There are a few major drivers in the yoghurt market, the foremost being increased attention by adults and on behalf of children regarding health, nutrition, and diet. The strongest impact on yoghurt products is from the trend towards wellness and overall health, something that even consumers who are not on a diet are striving for. Secondly, rising obesity rates among adults and children have caused enough alarm to mobilise the government to act to raise awareness of both obesity and diabetes. Both trends drove the yoghurt market higher throughout 1998 to 2003. Due to this, sales of light yoghurt products grew 84% between 1998 and 2003. The big jump in 2001 came from Dannon Light ‘n Fit, which was introduced at the end of 2000 and reached sales of US$192m in 2001. Yoplait Light added $22m in growth to the segment that year. Danone accounted for the remainder of the market growth, with other players breaking even.

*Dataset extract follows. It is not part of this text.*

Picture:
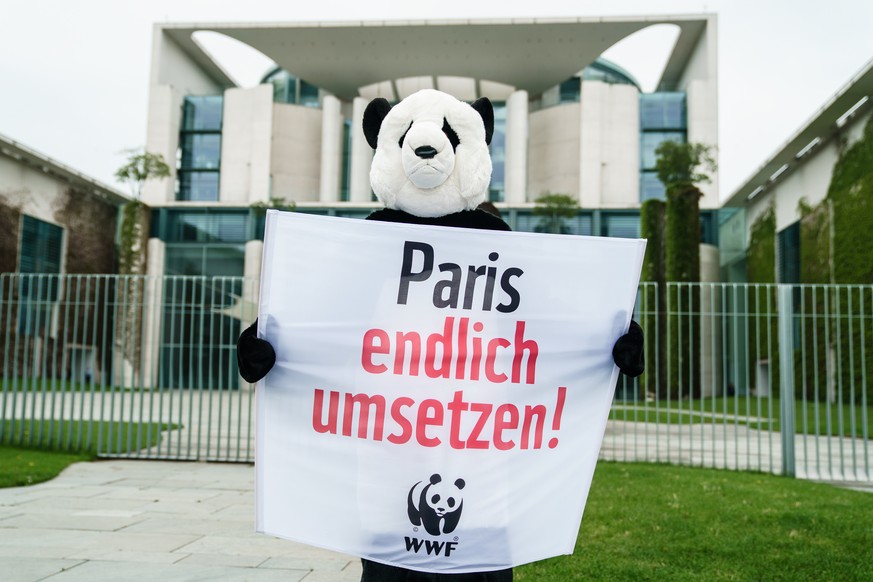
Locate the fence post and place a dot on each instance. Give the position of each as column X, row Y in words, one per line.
column 786, row 376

Total yoghurt sales in the US reached almost $2.8bn in 2003, up 7.8% from 2002. This healthy growth rate is expected to continue, given Americans’ rising attention to health and wellness, as well as their desire for portable and nutritious snacks. Mintel predicts that total US sales of yoghurt will increase by 48% from 2003 to 2008 to reach $4.1bn. The market will expand well above the rate of inflation as the category capitalises on its health attributes and convenience, as well as the indulgence of dessert yoghurt.